Conventional maintenance or quality assurance procedures often include tests to determine a proton beam's range, and constancy. A typical range test may comprise, for example, directing a proton beam according to a treatment plan into an artificial target known as a phantom. Typically, these phantoms are implemented as plastic or glass tanks containing water with submerged or partially submerged radiation measurement devices. The phantom is mounted in one or more positions which occupy the iso-center(s) of the proton beam according to a radiation treatment plan. A proton beam is generated in a particle accelerator according to the pre-determined treatment plan and received in the radiation measurement devices which is scanned while receiving the proton beam to record the beam's characteristics (e.g., energy). Once the beam's characteristics are recorded, the beam may be calculated and compared to the treatment plan to determine congruency or a lack thereof. The proton beam generator may be subsequently re-calibrated to eliminate or mitigate any identified discrepancies between the planned beam and the actual tested beam.

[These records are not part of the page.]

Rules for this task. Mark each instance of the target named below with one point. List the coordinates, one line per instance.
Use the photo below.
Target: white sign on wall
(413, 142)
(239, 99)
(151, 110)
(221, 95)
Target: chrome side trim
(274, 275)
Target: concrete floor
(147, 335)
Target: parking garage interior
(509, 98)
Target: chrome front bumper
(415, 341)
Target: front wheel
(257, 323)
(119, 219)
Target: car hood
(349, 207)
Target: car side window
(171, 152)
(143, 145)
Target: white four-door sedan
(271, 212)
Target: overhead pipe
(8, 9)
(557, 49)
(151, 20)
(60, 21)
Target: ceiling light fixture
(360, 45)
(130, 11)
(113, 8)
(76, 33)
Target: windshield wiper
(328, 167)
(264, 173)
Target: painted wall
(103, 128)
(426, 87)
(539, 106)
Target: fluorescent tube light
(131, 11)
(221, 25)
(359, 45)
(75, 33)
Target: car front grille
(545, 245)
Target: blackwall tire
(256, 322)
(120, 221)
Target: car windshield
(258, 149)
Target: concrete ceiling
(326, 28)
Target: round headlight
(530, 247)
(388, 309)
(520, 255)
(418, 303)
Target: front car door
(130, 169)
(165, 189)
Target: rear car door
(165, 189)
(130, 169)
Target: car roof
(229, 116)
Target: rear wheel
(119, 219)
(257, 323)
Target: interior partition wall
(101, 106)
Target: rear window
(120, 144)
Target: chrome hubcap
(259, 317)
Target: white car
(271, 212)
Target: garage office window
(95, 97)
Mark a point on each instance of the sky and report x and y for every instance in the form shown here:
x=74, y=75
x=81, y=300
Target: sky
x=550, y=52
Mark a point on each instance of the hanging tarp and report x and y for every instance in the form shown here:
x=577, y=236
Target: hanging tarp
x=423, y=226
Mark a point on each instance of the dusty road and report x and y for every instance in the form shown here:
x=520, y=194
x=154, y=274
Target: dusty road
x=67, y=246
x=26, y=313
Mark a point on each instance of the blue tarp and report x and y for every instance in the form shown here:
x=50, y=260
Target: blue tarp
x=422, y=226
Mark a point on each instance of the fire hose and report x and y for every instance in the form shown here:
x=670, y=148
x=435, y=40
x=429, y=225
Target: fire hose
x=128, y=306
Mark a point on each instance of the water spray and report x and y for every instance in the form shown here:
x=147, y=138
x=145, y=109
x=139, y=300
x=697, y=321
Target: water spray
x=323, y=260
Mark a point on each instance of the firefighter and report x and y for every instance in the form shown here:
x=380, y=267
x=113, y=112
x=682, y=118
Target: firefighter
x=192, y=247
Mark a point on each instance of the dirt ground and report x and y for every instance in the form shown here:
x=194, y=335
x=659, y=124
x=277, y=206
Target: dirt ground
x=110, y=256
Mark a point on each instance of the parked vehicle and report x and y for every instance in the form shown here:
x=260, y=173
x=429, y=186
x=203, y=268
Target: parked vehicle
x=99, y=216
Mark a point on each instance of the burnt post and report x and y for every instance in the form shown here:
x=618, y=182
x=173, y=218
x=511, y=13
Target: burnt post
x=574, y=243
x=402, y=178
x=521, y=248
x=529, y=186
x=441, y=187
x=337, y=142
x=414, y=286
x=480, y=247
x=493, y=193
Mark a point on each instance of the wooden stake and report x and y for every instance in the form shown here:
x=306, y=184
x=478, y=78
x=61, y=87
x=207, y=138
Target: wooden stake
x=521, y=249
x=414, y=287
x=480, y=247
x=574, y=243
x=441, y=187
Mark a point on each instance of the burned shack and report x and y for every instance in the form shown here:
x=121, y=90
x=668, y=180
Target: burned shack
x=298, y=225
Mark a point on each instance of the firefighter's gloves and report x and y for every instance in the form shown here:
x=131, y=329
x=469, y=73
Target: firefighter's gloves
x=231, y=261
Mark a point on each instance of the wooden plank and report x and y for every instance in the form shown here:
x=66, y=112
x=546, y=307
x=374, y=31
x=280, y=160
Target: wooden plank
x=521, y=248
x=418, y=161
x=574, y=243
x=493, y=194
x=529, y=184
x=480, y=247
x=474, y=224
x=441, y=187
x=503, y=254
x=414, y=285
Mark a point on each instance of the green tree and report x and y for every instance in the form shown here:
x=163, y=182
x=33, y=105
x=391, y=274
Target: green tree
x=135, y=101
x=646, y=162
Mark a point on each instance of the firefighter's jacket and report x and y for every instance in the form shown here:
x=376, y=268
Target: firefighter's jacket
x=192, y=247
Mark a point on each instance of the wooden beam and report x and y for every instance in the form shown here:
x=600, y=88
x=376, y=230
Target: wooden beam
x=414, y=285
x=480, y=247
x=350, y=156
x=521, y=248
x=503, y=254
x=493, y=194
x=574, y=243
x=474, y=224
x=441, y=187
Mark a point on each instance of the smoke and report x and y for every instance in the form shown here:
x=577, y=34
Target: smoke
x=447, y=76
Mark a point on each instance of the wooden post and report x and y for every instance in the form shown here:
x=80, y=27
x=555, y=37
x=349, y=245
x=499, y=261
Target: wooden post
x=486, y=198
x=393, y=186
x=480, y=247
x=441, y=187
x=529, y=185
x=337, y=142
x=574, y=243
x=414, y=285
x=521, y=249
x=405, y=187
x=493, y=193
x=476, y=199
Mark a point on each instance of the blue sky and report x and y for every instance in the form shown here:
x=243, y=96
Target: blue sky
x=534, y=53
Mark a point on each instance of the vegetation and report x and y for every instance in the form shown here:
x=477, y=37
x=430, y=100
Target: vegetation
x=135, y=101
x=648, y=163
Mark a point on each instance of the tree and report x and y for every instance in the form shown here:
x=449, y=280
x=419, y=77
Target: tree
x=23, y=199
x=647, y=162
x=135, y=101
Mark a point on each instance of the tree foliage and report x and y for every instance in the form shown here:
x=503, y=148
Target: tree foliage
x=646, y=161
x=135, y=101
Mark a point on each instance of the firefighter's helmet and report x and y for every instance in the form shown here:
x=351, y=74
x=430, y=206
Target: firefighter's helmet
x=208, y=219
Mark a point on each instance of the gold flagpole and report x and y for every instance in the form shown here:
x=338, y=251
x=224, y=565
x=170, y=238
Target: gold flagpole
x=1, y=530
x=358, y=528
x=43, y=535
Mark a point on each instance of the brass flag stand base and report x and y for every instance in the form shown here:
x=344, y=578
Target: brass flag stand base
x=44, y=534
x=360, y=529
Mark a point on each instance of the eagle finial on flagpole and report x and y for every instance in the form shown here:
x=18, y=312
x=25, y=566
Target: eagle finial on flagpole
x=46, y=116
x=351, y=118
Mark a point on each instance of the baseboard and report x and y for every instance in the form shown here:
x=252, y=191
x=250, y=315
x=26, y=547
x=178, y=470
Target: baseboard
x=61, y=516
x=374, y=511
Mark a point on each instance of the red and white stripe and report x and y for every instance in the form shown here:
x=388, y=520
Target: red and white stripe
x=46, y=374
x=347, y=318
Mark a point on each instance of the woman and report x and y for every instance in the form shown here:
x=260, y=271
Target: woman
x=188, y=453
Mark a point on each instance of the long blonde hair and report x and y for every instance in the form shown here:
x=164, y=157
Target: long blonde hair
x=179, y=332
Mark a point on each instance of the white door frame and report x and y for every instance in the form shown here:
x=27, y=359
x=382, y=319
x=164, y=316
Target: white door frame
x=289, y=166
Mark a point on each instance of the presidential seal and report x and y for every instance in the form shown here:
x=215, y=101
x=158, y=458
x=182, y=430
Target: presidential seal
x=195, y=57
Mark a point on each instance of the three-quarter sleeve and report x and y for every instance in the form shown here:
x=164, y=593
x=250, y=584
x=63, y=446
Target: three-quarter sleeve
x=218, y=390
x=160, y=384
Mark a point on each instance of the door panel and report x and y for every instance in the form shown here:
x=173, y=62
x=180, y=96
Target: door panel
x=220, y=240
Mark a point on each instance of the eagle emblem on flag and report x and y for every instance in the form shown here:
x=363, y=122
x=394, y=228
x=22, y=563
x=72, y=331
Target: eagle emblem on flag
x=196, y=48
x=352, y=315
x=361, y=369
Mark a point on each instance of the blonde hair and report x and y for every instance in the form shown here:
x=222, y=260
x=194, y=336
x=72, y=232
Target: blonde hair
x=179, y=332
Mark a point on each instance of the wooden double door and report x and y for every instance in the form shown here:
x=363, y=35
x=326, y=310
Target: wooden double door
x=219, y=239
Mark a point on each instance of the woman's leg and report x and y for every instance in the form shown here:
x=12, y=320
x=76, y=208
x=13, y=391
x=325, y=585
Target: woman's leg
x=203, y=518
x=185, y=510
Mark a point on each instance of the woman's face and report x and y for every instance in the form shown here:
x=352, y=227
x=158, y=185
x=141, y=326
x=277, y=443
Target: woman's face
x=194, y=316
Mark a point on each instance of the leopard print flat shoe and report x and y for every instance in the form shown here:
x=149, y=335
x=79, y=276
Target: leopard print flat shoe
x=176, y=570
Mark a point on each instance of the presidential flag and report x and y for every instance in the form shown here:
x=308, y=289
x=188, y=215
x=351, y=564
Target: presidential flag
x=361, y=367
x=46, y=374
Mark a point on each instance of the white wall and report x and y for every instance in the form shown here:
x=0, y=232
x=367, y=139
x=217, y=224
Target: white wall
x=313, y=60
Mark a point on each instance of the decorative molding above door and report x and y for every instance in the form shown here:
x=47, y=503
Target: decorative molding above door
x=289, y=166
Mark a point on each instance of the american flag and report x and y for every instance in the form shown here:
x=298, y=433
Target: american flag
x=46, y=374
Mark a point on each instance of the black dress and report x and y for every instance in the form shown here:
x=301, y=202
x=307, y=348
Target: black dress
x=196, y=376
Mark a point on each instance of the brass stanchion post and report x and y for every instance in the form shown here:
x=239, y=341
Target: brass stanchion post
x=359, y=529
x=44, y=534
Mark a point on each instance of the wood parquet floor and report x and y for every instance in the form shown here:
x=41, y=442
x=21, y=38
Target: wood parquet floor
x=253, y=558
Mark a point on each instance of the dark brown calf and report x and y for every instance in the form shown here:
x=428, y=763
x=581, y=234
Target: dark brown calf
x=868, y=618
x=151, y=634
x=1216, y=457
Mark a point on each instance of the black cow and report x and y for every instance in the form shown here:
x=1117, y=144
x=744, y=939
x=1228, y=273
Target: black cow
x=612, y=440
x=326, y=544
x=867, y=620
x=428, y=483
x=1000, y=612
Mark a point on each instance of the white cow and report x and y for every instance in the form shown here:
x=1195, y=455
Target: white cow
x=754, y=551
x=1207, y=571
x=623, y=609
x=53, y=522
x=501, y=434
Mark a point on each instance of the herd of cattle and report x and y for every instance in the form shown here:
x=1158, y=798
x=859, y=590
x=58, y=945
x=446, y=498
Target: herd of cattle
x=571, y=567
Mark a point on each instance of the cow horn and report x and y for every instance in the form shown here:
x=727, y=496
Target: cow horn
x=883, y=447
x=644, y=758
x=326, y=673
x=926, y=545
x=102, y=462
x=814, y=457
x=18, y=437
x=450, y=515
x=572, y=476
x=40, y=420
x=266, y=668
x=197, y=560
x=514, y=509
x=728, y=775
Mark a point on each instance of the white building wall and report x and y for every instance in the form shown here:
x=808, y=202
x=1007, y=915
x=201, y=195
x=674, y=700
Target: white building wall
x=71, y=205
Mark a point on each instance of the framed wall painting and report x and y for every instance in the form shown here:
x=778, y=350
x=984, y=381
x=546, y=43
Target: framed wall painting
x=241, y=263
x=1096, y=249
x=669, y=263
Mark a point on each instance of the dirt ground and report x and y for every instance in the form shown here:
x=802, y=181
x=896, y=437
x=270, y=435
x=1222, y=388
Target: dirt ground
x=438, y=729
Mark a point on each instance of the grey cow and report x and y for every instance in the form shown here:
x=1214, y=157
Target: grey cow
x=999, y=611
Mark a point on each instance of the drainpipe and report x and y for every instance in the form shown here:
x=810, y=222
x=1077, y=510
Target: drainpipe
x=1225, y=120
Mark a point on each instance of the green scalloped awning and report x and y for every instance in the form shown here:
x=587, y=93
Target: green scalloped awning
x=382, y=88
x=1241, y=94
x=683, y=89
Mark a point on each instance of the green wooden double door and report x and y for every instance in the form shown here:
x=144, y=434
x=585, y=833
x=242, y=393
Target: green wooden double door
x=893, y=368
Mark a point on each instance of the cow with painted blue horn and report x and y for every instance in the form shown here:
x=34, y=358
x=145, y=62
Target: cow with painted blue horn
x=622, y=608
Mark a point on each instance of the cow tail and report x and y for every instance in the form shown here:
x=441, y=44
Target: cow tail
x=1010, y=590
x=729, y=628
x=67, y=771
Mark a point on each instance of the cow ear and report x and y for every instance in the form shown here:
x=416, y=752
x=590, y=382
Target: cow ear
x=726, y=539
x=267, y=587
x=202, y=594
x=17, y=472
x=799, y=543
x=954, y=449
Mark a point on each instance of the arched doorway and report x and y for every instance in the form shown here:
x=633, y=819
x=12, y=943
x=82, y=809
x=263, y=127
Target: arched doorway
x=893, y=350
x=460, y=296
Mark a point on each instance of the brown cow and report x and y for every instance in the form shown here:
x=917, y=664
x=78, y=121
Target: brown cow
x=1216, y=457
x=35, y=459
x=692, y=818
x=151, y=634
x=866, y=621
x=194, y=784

Unfortunately, conventional range determination procedures may require liquid-state phantoms to be quite large. Naturally, due to the volume of liquid required, the phantoms (particularly when filled) may be cumbersome, heavy and/or physically difficult to move and adjust, often requiring two or more operators just to setup the procedure. In addition, such maintenance procedures may require significant time to refill and drain each phantom before and after use. Since these procedures must (ideally) be performed prior to the actual application of radiation treatment, in circumstances where treatments are administered with great frequency, the additional time, effort and personnel required to even attempt to perform such maintenance procedures can become quite prohibitive to conduct efficiently.
Another procedure commonly performed during daily clinical maintenance and quality assurance tests include constancy tests which measure the flux of a field of radiation generated by a proton beam. A typical constancy check includes measuring the field of radiation for a plurality of data points using a device with high spatial resolution, such as a film. However, using a medium or device having a high spatial resolution requires processing for each data point. For devices with high spatial resolution, this can be an extremely time intensive practice, especially when coupled with the performance of inefficient range detection procedures. Moreover, a single layer of film is not reusable, and repositioning multiple layers of film can be time-consuming, especially for frequent or daily tests.